La imagen política es un conjunto de características que, al ser percibidos de forma positiva, permiten al actor político definir y orientar el público objetivo para distinguirse y posicionarse con respecto a sus competidores.

La imagen se trata de cualidades, porque mucho de lo que involucra el ejercicio de la política está formado de percepción, sensaciones, expectativas y especulación, incluso de rumores y simbolismos.

El poder de la imagen política radica en ser utilizada de manera estratégica, oportuna y eficiente. Su calidad depende de lo que pueda generar, es decir, de la influencia, liderazgo, dominio, privilegios, distinciones, oportunidades y los seguidores leales que produzca.
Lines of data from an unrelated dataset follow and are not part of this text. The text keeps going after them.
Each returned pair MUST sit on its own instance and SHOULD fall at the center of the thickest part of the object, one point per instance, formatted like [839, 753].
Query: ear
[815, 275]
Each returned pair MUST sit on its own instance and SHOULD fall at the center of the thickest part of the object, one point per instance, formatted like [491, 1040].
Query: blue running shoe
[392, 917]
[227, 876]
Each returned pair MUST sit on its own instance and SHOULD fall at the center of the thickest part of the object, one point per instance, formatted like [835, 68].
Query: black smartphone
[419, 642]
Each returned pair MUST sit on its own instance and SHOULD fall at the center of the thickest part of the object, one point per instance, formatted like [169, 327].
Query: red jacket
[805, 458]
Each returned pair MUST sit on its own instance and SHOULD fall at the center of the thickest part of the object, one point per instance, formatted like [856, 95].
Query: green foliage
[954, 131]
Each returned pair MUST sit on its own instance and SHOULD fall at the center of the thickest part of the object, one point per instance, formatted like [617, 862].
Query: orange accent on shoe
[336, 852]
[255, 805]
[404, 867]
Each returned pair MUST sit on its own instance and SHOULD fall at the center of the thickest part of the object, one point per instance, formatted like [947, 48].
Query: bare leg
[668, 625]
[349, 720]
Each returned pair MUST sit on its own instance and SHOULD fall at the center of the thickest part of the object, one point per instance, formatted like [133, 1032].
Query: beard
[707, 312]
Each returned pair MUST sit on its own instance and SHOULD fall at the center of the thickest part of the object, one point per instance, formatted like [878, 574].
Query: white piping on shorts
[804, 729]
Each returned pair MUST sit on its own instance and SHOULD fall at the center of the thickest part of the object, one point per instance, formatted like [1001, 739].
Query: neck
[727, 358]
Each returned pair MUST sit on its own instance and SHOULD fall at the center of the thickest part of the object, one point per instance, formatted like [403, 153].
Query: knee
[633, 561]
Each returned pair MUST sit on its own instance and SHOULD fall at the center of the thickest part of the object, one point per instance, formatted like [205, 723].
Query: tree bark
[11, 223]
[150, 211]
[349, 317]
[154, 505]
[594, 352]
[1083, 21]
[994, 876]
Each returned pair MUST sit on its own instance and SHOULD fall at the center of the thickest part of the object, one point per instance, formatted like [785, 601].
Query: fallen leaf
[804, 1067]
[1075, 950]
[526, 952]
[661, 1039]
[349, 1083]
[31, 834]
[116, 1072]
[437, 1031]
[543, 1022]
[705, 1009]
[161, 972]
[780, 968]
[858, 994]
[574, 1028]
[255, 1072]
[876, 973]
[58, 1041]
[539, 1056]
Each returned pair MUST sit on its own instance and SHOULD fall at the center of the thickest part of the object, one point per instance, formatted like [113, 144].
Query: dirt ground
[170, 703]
Cuando un servidor público es señalado por corrupción, cuando sus omisiones han hecho daño al patrimonio público, cuando se falta a la verdad, se incumplen las promesas de una campaña electoral o surge el escándalo, se deteriora más allá de una imagen personal. De ahí la importancia de que la imagen política sea la óptima y transmita confianza, certidumbre y credibilidad a la ciudadanía.

Lograr la imagen del candidato perfecto requiere preparación, recursos y trabajo, por lo que detrás de los aspirantes a un cargo de elección popular tiene que haber un equipo de profesionales que dicten cómo debe de verse, hablar y actuar.